Guest Post from David H.:
The name “Yossele Rosenblatt” is synonymous with the Golden Age of Jewish cantorial music. For America’s Jews of the late 19th and early 20th centuries hazzanut was a connection to the Old Country and to their former lives and the traditions of their shtetels and their own parents and grandparents. Regardless of philosophical bents or religious affiliations almost all Jewish institutions, from Hassidic courts to Reform congregations, included hazzanut in their celebrations and liturgies because they knew that their congregants craved the customary chanting and singing of their childhoods.
One of the best-known, most widely-recognized cantors of this era was Yossele Rosenblatt. “Yossele,” as he was known to his audiences and admirers, was recognized the greatest hazzan of his era. He was a highly-sought-after performer whose expressions of his love of Jewish liturgy, and his ability to express that devotion, inspired his listeners from every stream of Jewish identity.
Yossele was born in 1882 in a small shetel in the Ukraine. The Rosenblatt family included many generations of hazzanim and from an early age Yossele’s talent was evident. Rosenblatt’s father refused to send Yossele to any of the great academies of the day because he was afraid that the wrong influence could weaken Yossele’s devout religious commitment. Yossele began his career as a member of the local synagogue choir and by age 18 he was recognized as a prodigy and was given the position as the premier hazzan of Munckz, Hungary. After Munckz Yossele moved to Pressburg Austria and in 1912 he immigrated to America where he had been offered a position as the hazzan at the Ohab Zedek synagogue.
In America Rosenblatt’s skills continued to grow. He had an incredible sense of melody which combined with a strong tenor that infused the ancient prayers with new spiritual heights. His audiences generally were comprised of new immigrants who were struggling in the New World. They cherished Yossele’s hazzanut that brought back the sounds and atmosphere of their childhoods.
Yossele developed a structured, meter styled which continues to influence cantors of all streams of Judaism till today. He was able to transmit the familiar Askanazi music of his audience’s youth to the synagogue stage where his soothing emotive expressions and a dramatic style satisfied the listeners’ nostalgia for the traditions of their homelands.
Yossele was best known for his ability to hit high notes at a high speed as well as for cantillations which caused his voice to break in the middle of an arrangement.

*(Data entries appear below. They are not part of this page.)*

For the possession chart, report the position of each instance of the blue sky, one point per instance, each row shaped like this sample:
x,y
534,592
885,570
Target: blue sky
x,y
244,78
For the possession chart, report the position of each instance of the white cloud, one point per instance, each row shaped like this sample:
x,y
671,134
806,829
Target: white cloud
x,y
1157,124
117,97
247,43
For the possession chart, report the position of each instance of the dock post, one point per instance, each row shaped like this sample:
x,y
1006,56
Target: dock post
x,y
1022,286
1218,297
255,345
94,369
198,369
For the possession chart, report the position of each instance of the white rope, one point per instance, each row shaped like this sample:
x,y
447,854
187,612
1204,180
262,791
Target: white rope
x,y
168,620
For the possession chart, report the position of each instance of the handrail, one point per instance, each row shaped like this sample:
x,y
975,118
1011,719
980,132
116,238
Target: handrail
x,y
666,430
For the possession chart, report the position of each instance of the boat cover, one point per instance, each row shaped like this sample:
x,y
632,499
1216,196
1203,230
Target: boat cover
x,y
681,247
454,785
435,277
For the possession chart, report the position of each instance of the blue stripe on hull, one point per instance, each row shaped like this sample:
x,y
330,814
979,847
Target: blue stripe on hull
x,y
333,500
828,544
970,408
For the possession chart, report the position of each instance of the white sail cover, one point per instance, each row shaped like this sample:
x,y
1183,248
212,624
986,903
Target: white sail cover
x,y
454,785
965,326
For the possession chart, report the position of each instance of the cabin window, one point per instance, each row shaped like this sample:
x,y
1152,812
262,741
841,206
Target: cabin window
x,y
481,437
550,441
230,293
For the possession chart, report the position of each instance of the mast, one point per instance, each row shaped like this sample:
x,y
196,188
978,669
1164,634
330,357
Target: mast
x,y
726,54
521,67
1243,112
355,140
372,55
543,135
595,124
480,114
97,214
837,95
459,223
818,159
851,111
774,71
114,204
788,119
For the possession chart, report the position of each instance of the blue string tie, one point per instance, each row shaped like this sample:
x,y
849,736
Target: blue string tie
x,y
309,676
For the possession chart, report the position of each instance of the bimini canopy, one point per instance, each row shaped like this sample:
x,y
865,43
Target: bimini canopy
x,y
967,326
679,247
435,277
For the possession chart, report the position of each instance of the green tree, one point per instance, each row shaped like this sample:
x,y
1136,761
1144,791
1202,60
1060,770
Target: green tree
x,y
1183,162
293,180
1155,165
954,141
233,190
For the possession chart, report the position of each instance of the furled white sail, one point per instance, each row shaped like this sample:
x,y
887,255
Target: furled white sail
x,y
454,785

In combination with his talent for transitioning his voice into a falsetto at the drop of a pin and “kretches” — sobs — he could convey passions and emotions in a way that other hazzans — indeed, all other singers — could only dream about. Rosenblatt was recognized for bringing the ancient tradition of hazzanut to new heights.
Rosenblatt was famous for his High Holy Days hazzanut which included compelling sections of operatic-like recitatives, snippets of folk melodies and large sections of improvised chanting. He aimed to create musical dramas that would allow the congregation to feel the prayers as true supplications and experience the spirituality of the Days of Awe in new and meaningful ways.
On many occasions Rosenblatt expressed the opinion that his voice was a gift from God. His commitment to use his voice only in God’s service was tested when the general director of the Chicago Opera, Cleofonte Campanini, offered Yossele $1,000 per performance to sing the role of Eleazar in Halevy’s La Juive opera. Campanili promised Rosenblatt that his religious sensibilities would be honored during the performances — there would be no Shabbat performances and the stage crew would adhere to all necessary religious strictures, including issues of modesty. Rosenblatt considered the proposal but in the end, he decided to refuse the offer. Later however he did feature in Al Jolson’s The Jazz Singer, a 1929 film about the son of a cantor who turns to secular music.
Over one hundred and eighty pieces of Rosenblatt’s work have been preserved, including some pieces by the Lowell Milken Music Archive, a recent project to preserve American Jewish Music. Among the best-known are V’af Hu Hoyo Miskaven, Hasheim Malakh, Mi Shebeirakh and, Tal. U’vnucho Yomar. Rosenblatt’s rendition of Tehillim — Psalms — 126 was so popular that when the State of Israel was born its leaders considered U’vnucho Yomar as a possible national anthem, though in the end HaTikva was chosen.